Sexta-feira, 19 Abril

«Ricki e os Flash» por André Gonçalves

Jonathan Demme gosta de pessoas. E quanto mais rebeldes e fora da norma forem, melhor. 

Talvez esteja aí o motivo principal pelo qual o realizador de filmes como O Silêncio dos Inocentes e O Casamento de Rachel tenha pegado nesta história de Diablo Cody (Juno), escrita no sono dela, e tentado imprimir sobre ela o seu cunho pessoal. 

Ricki é uma “rockeira” da velha elite. Republicana, mas “rockeira”. Mãe, mas “rockeira”. Para perseguir o seu sonho e tornar-se “Ricki”, Linda teve que abandonar o marido e os três filhos e lançar-se à estrada, perdendo gradualmente contacto com estes. Quando o ex-marido lhe liga para lhe informar que a filha atravessa uma depressão grave fruto de um divórcio em curso, Linda/Ricki volta a uma casa que já não lhe pertence – fisicamente e emocionalmente.     

Passaram-se oito anos desde O Casamento de Rachel, e volta a estar tudo aqui em jogo – a família disfuncional, entretanto multiracial, que se reune e espeta facas em tudo e todos, celebrando na última bobine um casamento, mudando o foco da filha para a mãe, também ali ausente. A diferença aqui é que as facas são de plastico e as personagens são cartolinas – espessas, mas ainda cartolinas. Não me levem a mal, se há alguém capaz de vender esta personagem de Ricki é Meryl Streep, e ela faz o melhor que pode com ela, levando-nos até a momentos de puro êxtase, nas performances musicais da banda, e nas escolhas sempre acertadas de Demme na música a versionar (obviamente). 

Mesmo enchendo o ego e o estômago, com as suas gargalhadas, com a seleção musical, e na visão cor-de-rosa do triunfo dos corações rebeldes sobre os formatados, resta ainda um travo de desilusão nesta história simpática mas superficial/ligeira, e ironicamente bem formatada – sobretudo vindo de quem vem e do que já fizeram num passado muito recente (não esquecer também Jovem Adulta de Diablo Cody…).
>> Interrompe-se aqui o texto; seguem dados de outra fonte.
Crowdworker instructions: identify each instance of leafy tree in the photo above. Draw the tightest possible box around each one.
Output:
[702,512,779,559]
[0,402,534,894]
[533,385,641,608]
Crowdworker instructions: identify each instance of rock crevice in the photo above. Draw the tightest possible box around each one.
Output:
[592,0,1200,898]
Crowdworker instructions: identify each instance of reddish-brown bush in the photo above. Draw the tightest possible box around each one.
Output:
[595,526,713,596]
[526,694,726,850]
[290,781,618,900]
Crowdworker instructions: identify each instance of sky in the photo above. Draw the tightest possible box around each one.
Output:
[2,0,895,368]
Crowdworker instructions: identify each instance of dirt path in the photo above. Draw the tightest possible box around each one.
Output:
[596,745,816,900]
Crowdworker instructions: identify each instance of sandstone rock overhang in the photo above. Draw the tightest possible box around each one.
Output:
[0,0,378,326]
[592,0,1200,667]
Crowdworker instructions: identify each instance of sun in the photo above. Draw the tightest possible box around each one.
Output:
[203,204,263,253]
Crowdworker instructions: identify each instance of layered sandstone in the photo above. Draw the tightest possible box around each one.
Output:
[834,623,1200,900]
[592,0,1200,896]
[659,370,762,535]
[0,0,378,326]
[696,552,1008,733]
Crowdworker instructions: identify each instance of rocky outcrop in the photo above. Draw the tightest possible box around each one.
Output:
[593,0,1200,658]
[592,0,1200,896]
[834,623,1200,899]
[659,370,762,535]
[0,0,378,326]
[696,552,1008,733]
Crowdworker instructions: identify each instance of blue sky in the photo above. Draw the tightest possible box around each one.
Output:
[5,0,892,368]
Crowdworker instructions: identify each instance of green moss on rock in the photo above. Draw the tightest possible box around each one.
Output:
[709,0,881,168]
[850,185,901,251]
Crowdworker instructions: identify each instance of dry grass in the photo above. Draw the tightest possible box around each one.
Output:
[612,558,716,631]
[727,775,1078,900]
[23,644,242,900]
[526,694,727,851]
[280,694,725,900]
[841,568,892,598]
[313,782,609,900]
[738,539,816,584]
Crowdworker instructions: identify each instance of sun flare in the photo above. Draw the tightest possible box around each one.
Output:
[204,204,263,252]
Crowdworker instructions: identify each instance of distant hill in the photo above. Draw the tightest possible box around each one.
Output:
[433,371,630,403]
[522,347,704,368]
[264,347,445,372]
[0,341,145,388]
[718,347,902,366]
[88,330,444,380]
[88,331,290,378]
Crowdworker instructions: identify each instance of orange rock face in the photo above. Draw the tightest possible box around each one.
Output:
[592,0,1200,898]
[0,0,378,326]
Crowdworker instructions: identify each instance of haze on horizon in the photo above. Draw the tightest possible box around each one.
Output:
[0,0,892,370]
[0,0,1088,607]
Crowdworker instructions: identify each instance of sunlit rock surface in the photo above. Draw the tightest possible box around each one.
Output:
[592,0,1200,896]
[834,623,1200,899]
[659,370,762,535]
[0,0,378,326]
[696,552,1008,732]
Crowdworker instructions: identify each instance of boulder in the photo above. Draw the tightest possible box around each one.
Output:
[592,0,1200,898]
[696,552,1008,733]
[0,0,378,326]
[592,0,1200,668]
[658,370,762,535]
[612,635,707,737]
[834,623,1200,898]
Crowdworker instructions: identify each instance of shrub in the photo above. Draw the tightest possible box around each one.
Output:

Claro que nem todas as histórias têm que ser realistas e complexas – o cinema serve também para nos garantir disso mesmo, e como entretenimento escapista de matiné, Ricki e os Flash vale perfeitamente a ida ao cinema. Se era esse o único propósito de Demme e Cody, parabéns, conseguiram um bom filme.  

O melhor – A seleção musical

O pior – sentir que podia ser muito mais do que acabou por ser, dado o talento já demonstrado quer de Cody quer de Demme, nas suas facetas mais cáusticas.